Cynthia Savard Saucier
DESIGN INDUSTRIEL. Cynthia Savard Saucier est directrice du design utilisateur chez Shopify et auteure du livre Tragic Design, qui mesure les conséquences d’un mauvais design sur un produit ou un service.
KÉVIN DENIAU – Pourquoi vous êtes-vous intéressée aux conséquences du mauvais design ?
CYNTHIA SAVARD SAUCIER – Quand un médecin ou un ingénieur prend de mauvaises décisions, on voit clairement l’impact que cela peut avoir. Quand il s’agit d’un designer, on a tendance à croire que c’est un peu moins grave. Mais, penser cela, ce n’est rendre service ni aux designers, ni aux entreprises, ni à la société.
K.D. – Comment expliquez-vous cela ?
C.S.S. – Je pense qu’on sous-estime le rôle stratégique du design. Rien que dans le vocabulaire : le mot design est associé à quelque chose de beau, coloré, moderne. En bref, à l’aspect visuel et graphique. Ce n’est pas incorrect, mais c’est limitatif. Il faut dire que la profession n’a pas non plus développé de vocabulaire autour du processus de création. Donc c’est à nous, designers, d’influencer l’opinion publique et de mieux expliquer notre métier. On sent toutefois que le design selon l’expérience client (UX) commence à être progressivement plus reconnu stratégiquement dans les entreprises.
K.D. – Quels peuvent être les coûts d’un mauvais design ?
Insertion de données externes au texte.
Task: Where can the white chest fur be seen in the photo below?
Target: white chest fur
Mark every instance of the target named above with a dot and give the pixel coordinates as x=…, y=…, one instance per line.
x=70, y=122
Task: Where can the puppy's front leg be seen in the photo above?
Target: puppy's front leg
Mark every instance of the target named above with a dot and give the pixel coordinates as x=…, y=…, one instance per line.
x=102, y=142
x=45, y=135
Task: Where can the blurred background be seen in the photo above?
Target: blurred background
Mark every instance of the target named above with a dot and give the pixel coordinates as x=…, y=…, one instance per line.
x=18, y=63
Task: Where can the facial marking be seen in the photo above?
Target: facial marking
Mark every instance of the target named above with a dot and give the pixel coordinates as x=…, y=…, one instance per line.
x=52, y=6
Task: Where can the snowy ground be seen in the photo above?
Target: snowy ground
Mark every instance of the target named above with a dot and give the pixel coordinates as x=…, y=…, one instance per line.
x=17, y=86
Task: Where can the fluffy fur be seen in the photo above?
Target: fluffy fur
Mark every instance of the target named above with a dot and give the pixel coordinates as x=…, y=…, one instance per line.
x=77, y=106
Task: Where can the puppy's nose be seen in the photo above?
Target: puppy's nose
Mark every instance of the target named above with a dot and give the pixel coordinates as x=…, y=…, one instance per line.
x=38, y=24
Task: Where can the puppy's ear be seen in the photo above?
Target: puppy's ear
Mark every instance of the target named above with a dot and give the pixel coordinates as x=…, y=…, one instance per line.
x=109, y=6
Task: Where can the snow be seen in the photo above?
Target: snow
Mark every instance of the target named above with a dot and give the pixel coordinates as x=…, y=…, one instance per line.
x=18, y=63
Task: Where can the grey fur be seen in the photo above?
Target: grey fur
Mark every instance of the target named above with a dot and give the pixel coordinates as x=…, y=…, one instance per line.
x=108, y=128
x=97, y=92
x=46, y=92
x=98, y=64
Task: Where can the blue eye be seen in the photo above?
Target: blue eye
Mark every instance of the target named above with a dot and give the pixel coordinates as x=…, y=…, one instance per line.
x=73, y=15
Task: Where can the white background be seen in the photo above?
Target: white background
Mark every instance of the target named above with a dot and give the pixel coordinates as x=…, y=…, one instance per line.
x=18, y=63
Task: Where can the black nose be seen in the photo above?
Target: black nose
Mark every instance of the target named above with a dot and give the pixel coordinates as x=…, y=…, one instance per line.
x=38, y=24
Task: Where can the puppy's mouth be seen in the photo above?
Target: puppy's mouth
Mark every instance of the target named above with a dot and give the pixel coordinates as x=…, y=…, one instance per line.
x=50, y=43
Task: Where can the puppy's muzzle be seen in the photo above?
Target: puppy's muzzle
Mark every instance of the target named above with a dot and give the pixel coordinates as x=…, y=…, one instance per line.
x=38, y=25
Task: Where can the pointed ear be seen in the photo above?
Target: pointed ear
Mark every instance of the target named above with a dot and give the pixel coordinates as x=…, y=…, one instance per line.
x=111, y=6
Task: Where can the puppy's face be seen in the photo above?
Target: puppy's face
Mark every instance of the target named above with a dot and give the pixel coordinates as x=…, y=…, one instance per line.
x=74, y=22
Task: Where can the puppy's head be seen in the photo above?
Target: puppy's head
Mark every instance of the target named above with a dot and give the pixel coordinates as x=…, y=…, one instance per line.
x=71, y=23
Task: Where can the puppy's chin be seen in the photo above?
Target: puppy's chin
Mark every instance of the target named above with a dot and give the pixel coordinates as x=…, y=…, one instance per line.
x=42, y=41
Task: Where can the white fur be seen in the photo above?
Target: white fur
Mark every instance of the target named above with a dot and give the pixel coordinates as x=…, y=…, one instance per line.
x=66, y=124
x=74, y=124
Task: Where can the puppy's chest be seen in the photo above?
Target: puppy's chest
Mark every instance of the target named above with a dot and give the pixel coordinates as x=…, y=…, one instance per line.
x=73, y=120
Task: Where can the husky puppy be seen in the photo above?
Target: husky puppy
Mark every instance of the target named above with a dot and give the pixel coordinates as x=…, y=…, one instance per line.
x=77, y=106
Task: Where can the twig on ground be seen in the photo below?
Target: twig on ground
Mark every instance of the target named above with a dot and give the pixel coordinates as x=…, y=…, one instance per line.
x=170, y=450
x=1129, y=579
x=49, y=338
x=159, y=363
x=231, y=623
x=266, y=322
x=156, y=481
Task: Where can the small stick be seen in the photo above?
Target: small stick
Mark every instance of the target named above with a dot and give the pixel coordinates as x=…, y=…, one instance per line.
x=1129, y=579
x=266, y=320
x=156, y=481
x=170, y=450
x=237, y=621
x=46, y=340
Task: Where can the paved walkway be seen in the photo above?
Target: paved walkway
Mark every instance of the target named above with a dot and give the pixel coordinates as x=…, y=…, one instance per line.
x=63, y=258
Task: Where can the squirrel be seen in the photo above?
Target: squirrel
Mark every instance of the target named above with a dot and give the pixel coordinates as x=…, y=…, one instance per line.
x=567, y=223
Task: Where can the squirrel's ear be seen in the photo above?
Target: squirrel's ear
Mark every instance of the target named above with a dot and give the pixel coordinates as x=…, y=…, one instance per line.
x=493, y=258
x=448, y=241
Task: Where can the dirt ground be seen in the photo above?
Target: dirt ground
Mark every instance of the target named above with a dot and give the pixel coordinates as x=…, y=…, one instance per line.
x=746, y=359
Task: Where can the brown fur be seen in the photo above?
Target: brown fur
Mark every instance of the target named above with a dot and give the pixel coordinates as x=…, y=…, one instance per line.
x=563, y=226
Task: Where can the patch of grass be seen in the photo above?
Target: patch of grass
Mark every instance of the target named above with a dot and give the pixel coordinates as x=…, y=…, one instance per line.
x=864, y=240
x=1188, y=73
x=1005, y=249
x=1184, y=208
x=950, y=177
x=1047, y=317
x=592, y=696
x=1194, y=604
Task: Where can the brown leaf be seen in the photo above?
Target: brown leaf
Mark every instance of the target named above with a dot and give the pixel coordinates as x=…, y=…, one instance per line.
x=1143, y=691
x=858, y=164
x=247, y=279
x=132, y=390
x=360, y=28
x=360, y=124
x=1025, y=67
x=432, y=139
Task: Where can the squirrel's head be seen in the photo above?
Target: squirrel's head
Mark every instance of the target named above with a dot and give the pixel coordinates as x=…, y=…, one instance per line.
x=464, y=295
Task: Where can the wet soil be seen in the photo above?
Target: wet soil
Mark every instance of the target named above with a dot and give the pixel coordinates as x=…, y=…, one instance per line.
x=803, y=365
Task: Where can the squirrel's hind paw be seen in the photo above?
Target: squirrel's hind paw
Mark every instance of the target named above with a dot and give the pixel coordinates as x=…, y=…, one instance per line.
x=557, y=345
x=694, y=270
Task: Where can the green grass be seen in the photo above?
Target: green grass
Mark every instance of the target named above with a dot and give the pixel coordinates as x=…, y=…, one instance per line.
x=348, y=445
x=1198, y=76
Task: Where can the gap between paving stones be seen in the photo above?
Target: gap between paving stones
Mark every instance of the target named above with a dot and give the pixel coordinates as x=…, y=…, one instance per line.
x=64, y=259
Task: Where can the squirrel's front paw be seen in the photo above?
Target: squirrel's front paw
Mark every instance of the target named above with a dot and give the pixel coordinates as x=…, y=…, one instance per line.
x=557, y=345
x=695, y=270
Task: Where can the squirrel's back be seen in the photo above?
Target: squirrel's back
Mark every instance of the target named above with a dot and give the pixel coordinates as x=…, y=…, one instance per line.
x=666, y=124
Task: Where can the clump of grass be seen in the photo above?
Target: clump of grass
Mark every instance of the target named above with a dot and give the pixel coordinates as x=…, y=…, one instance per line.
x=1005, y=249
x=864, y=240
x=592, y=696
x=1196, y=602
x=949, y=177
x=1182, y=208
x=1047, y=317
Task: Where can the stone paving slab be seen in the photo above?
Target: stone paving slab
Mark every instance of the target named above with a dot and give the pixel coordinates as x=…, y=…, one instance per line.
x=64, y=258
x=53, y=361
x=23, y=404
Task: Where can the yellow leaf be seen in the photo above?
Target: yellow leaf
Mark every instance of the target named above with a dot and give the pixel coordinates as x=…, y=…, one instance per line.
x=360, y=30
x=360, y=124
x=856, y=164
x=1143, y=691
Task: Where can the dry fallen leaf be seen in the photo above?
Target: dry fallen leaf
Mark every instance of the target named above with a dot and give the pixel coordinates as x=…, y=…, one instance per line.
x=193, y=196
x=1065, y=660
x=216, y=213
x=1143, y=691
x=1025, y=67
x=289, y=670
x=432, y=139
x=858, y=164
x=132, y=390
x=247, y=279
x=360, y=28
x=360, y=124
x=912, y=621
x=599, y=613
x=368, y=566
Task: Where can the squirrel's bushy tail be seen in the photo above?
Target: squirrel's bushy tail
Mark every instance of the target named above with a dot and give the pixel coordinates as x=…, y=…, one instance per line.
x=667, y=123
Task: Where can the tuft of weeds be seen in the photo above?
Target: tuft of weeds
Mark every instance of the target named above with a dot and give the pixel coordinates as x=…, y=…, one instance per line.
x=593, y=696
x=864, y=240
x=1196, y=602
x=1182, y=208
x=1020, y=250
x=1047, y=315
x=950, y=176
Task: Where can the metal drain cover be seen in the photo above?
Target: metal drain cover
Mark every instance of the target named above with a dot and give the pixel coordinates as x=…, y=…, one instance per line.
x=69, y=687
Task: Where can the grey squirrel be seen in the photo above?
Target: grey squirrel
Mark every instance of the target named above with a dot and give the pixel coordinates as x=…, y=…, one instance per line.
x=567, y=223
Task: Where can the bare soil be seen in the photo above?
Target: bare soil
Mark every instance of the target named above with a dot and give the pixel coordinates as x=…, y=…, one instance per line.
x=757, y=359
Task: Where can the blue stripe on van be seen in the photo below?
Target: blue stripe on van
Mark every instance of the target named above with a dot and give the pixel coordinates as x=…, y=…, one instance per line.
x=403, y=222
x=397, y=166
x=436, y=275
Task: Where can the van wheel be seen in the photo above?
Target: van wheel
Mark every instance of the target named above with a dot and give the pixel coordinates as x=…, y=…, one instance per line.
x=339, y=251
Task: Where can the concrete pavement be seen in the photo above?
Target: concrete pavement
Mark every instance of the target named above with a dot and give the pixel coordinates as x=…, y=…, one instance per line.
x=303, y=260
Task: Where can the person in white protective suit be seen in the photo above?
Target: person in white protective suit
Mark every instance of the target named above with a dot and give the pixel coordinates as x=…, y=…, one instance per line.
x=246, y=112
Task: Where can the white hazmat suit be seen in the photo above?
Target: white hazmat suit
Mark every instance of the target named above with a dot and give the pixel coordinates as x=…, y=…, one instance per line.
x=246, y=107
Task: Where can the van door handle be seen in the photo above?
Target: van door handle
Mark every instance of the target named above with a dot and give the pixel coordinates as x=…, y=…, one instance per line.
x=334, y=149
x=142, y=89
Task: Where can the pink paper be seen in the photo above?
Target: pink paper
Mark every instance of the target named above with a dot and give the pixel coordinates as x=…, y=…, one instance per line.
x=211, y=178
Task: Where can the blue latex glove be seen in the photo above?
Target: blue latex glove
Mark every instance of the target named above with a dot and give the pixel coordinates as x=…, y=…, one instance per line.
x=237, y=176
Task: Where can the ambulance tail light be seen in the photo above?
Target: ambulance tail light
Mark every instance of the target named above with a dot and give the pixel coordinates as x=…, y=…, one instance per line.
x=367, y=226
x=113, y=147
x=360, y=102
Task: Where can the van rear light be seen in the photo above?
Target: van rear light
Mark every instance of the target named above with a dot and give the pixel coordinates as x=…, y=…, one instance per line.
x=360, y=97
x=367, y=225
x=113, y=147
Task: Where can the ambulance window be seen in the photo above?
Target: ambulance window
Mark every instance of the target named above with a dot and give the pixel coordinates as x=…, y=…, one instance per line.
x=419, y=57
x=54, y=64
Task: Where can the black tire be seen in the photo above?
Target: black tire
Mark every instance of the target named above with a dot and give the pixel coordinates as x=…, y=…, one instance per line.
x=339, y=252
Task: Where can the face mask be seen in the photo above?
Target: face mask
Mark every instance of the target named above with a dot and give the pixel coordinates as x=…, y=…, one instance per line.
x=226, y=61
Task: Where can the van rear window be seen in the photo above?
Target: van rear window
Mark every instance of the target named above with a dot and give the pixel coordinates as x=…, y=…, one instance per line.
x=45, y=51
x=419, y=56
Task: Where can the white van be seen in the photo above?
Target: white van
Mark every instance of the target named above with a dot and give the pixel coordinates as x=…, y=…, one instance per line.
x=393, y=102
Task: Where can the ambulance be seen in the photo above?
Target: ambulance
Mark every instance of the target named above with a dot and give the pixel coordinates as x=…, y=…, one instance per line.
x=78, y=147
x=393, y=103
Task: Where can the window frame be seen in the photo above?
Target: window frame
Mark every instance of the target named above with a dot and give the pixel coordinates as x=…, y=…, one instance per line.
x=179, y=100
C.S.S. – On parle de coût financier, de coût social (par exemple, un design hostile qui peut exclure certains types d’utilisateurs), mais aussi de coût humain. Dans certains cas, un mauvais design peut en effet tuer. Dans le livre, nous prenons l’exemple d’une patiente atteinte d’un cancer, aux États-Unis. Son traitement était si agressif qu’il nécessitait des soins de réhydratation avant et après. Or, cette information était tellement mal indiquée dans le logiciel utilisé par l’hôpital, que l’infirmière ne l’a pas vue et la patiente est décédée d’une cause non liée à son cancer. Le logiciel ne respectait pas des règles basiques de design.
K.D. – À quoi faites-vous référence quand vous parlez de coût financier ?
C.S.S. – On peut notamment évoquer les tactiques de design malhonnêtes. Imaginons le cas d’une location d’un camion de déménagement. Vous suivez le processus de réservation et, à la fin, le prix ne correspond plus du tout à ce que vous pensiez au départ. Vous réalisez alors que des couvertures ou des boîtes de déménagement ont été ajoutées à votre insu : l’entreprise a forcé votre décision en espérant que vous ne vous en rendiez pas compte. Cela semble être une bonne pratique de design, car vos ventes vont ainsi augmenter. C’est toutefois oublier le coût que cela représente à plus long terme : hausse des retours et des appels au service à la clientèle, dégradation de l’image de marque de l’entreprise, etc.
K.D. – Quelles sont les bonnes pratiques que vous suggérez en la matière ?
C.S.S. – Tout d’abord, il faut penser à faire des tests utilisateurs : c’est la meilleure façon de résoudre 80 % des problèmes. Il y a des entreprises qui se sont spécialisées dans ce domaine. Cela ne doit pas être obligatoirement cher : on peut juste inviter cinq ou six utilisateurs et parler avec eux ou faire des tests sur son site. Par ailleurs, à l’interne, les designers ne doivent pas se présenter comme des spécialistes du bricolage ou du design visuel. On a tendance à dissocier le design de la logique d’affaires. Il est primordial pour les designers de comprendre les décisions stratégiques : cela va les aider à être mieux reconnus et entendus. Enfin, il faut définir des codes de valeur à l’interne (par exemple favoriser l’accessibilité) et les partager à l’ensemble des équipes pour que chacun soit responsable de les faire appliquer et pas seulement de l’élaborer. Je recommande aussi de ne pas externaliser l’ensemble du processus de design, car beaucoup de décisions nécessitent d’avoir une fine compréhension de ses utilisateurs.